Henry Jaglom’s newest film, Just 45 Minutes from Broadway,is an adaptation of his play about two generations of a Jewish theatrical family, and the secrets that come to light when one daughter brings home her “civilian” boyfriend.
For those unfamiliar with Jaglom’s work, he uses an improvisational style that blurs the edge between actor and character so that, to a degree no other filmmaker manages, it often feels as if you’re eavesdropping on real people. His films tend to involve ad hoc groups in restrictive settings (usually comfortable upper-scale homes), and his concerns around feminist issues (his series of “woman’s issue” films, for example, from Eating, to Going Shopping, to Babyfever). His work isn’t for everyone, and he has some vocal critics, but I treasure the sense of reality he presents.
Just 45 Minutes from Broadway is also an interesting bookend with another Jaglom film, 1995’s Last Summer in the Hamptons. That was the first Jaglom film I saw, and since then I’ve seen almost all his others. Interestingly, both these “theatrical” stories are fairly atypical of Jaglom’s usual concerns, but they share a family resemblance to each other. I have no real experience with the theatrical life, but both films show how seductive, and destructive, it can be.[divider]
In both films, an “outsider” figure comes into the well-established family, acting as the viewer surrogate. In Hamptons it’s Oona Hart (Victoria Foyt), a movie actress who’s recently starred in a smash superhero movie and now wants to get some real acting cred. In Broadway it’s James (Judd Nelson*), a real estate lawyer and fiance of one of the sisters.

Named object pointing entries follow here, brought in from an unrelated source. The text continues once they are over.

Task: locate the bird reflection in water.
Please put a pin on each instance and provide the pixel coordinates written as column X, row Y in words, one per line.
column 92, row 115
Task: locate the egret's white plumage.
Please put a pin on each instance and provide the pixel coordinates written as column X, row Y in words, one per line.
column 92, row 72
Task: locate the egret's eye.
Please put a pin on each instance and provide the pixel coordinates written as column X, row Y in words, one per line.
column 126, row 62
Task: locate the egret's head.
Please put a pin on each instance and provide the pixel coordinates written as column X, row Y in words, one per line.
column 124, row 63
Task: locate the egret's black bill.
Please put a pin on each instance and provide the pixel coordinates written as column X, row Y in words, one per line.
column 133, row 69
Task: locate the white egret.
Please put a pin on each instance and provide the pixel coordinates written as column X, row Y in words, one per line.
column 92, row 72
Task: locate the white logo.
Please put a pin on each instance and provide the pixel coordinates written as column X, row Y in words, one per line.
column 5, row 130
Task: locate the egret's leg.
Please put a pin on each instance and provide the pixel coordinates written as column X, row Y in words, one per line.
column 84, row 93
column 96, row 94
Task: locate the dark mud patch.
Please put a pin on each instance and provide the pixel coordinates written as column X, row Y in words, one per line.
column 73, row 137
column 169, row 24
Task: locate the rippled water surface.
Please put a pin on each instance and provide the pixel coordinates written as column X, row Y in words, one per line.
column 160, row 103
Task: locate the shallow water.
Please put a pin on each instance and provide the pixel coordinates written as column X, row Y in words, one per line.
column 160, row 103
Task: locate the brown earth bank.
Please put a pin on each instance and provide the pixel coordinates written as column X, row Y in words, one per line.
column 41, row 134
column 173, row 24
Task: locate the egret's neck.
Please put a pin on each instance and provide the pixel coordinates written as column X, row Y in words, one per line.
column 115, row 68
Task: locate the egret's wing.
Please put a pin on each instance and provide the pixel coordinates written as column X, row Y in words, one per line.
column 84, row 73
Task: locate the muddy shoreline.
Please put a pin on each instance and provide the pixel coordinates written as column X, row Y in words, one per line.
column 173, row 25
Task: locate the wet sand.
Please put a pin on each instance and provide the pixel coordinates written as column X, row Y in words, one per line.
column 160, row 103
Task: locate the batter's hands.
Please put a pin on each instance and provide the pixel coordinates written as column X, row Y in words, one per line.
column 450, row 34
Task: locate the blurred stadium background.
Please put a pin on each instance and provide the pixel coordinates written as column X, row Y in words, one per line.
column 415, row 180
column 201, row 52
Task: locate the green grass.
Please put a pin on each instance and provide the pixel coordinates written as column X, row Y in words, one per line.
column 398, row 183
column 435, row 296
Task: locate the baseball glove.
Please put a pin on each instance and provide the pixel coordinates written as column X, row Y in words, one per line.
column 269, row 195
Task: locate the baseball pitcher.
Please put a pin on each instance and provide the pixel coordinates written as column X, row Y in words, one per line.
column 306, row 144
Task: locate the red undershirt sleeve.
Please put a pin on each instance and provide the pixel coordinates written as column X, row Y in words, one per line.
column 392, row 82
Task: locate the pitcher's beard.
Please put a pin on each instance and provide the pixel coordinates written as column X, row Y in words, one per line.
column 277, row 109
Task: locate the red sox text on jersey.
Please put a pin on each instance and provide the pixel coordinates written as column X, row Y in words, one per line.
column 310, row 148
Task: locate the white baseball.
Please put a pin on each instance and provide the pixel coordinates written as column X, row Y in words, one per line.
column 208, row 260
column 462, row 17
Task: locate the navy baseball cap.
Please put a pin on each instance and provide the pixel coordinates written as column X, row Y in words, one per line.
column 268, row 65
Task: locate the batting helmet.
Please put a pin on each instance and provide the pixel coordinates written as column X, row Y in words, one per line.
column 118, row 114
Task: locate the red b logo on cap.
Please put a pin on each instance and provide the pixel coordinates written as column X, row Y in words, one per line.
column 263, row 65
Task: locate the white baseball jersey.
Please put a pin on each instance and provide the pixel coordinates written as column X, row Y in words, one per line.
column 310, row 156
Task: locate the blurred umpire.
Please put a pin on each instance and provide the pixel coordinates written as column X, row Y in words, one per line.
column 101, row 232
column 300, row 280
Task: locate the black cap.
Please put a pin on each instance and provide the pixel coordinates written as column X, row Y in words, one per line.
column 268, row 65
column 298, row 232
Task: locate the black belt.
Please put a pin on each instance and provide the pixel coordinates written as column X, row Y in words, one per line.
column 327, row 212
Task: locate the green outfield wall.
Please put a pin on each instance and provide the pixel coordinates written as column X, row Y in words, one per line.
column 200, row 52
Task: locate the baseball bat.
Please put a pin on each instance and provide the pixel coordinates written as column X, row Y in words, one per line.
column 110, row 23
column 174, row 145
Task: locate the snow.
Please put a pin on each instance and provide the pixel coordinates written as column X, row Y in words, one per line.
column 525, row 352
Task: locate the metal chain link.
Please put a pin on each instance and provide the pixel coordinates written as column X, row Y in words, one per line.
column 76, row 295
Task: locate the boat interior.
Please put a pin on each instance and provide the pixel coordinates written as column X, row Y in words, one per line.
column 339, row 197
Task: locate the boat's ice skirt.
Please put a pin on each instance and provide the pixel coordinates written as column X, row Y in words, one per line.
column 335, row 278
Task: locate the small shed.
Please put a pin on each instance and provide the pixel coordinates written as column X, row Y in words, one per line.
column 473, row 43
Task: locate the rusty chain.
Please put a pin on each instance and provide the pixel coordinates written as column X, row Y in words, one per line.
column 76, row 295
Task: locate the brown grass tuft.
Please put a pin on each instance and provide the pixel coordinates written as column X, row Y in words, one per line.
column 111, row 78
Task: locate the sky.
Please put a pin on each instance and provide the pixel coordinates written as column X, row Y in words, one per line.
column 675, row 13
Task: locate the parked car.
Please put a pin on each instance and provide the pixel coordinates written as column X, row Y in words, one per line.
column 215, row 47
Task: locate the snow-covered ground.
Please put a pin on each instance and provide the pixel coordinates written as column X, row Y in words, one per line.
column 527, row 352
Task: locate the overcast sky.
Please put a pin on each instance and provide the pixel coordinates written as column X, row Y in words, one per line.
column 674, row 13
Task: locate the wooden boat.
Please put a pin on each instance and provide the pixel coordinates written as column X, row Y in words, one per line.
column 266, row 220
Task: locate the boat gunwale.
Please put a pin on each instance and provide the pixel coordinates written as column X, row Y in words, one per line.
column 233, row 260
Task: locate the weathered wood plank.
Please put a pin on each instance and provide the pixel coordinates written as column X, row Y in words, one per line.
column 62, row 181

But while they’re similar figures, they’re actually opposites: Oona wants something from the Axelrods, and ultimately refuses to change, while James is there to meet his future in-laws, and ends up changing fundamentally.
The families, too, are similar. The Axelrods are preparing for the final performance of their annual theatrical review, while the Isaacs are facing the very real effects of the current economic downturn. In both films, the potential loss of a house represents the loss of the family unity. The Axelrods don’t really have a patriarch, but when your matriarch is the formidable Viveca Lindfors, you may not need one. The Isaacs are presided over by George and Vivian, theatrical veterans with family ties to the Yiddish theater. Sibling rivalry is also part of both, although Jack and Trish Axelrod are a bit more disturbed than the fairly upfront rivalry between Pandora and Betsy Isaacs.
Jaglom’s improvisational approach is a much bigger presence in Hamptons. Broadway feels more scripted (and that’s not a criticism), although the Seder dinner has the freewheeling, on-edge feel of a real social event. But it also means that Broadway stays more traditionally focused, and doesn’t meander (again, not a criticism) to the degree Hamptons does.
Both films are also showcases for Jaglom’s then-current muses. Foyt is terrific as a movie actress tempted by the “reality” of the theatrical life, but who ultimately can’t commit (her “baby seal” scene is great). And Frederick (as always showing everything her character feels at every moment) is luminous as the actress daughter worried that she can no longer exist either onstage or in the real world.
But the films have crucially different climaxes. Hamptons ends with the end: the final Axelrod showcase, after which the family home will be sold and the clan will likely no longer gather. Broadway ends with new beginnings, a more “traditional” romantic comedy ending but one that feels earned because of the affection generated for the characters.
As I said, I don’t have any real experience with theater, or theatrical families. But both the Axelrods and the Isaacs are people I’d love to visit for a weekend. I recommend both films for fans of ensemble acting, independent film and unique points of view.
*Never been a fan of Judd Nelson, but he’s absolutely great here. So I guess now I am a fan.